# Choosing Cork Size



## bub307 (Oct 1, 2014)

Sorry not cork I meant to say bung.


----------



## Julie (Oct 1, 2014)

Depends on what type of corker you have, most who have a hand corker use #8's and if you have a floor corker you would use #9's. And if you plan on aging your wines for a couple of years I would recommend a premium cork


----------



## bub307 (Oct 1, 2014)

Julie said:


> Depends on what type of corker you have, most who have a hand corker use #8's and if you have a floor corker you would use #9's. And if you plan on aging your wines for a couple of years I would recommend a premium cork



I'm sorry I meant to say bungs.


----------



## richmke (Oct 1, 2014)

What's the question? Choose a bung that fits your carboy.


----------



## bub307 (Oct 1, 2014)

richmke said:


> What's the question? Choose a bung that fits your carboy.

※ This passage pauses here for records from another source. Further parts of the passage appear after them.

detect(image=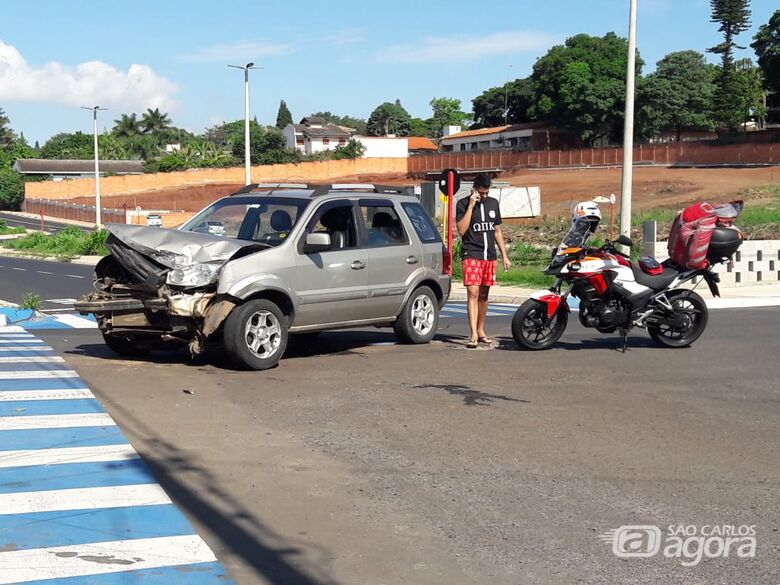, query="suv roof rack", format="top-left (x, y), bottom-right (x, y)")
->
top-left (312, 183), bottom-right (404, 197)
top-left (231, 183), bottom-right (309, 197)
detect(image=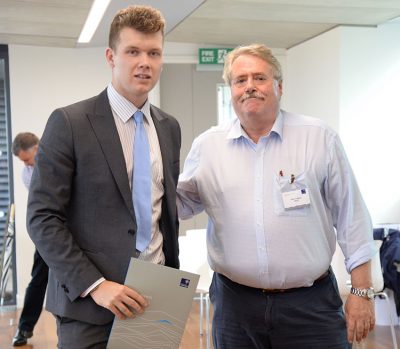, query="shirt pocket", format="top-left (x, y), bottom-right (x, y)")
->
top-left (272, 172), bottom-right (312, 217)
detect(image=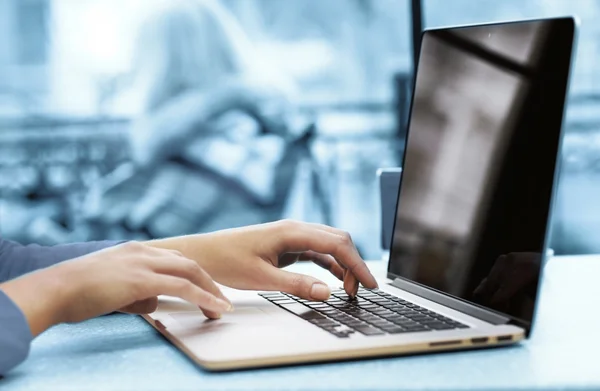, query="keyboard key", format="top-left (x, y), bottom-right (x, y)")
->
top-left (355, 326), bottom-right (385, 335)
top-left (280, 303), bottom-right (325, 320)
top-left (381, 326), bottom-right (409, 334)
top-left (259, 289), bottom-right (469, 338)
top-left (271, 299), bottom-right (297, 305)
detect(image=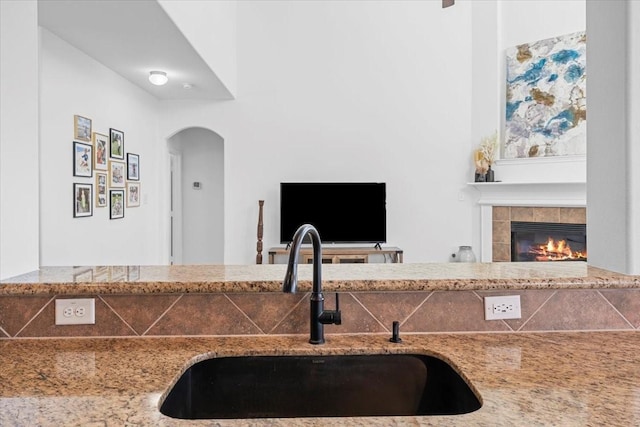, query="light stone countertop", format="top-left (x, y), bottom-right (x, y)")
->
top-left (0, 332), bottom-right (640, 427)
top-left (0, 261), bottom-right (640, 295)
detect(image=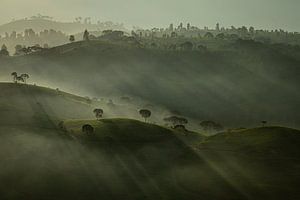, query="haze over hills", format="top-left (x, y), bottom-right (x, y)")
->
top-left (0, 83), bottom-right (300, 200)
top-left (0, 17), bottom-right (126, 35)
top-left (2, 41), bottom-right (300, 127)
top-left (0, 9), bottom-right (300, 200)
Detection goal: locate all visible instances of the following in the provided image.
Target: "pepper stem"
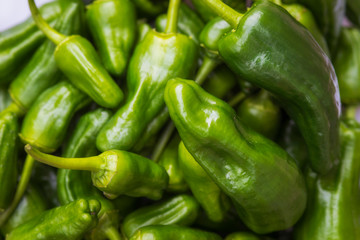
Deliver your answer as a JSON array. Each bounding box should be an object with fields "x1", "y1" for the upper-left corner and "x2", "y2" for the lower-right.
[
  {"x1": 25, "y1": 144, "x2": 104, "y2": 171},
  {"x1": 0, "y1": 155, "x2": 34, "y2": 227},
  {"x1": 28, "y1": 0, "x2": 66, "y2": 45},
  {"x1": 165, "y1": 0, "x2": 181, "y2": 33},
  {"x1": 201, "y1": 0, "x2": 244, "y2": 29}
]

I have some gallon jugs that have a wide mouth.


----------



## richmke (Oct 1, 2014)

Measure the mouth, and then look at the bung sizing chart:

http://www.finevinewines.com/Bung_Sizing_Chart.htm


----------



## cpfan (Oct 1, 2014)

It would be best to take the jugs into an LHBS and try a test fitting. That's what I tried to get customers to do when I ran a store. Most of the gallon jugs that I saw took a #6 bung. The large mouthed ones took a #8 bung.

Good luck, Steve


----------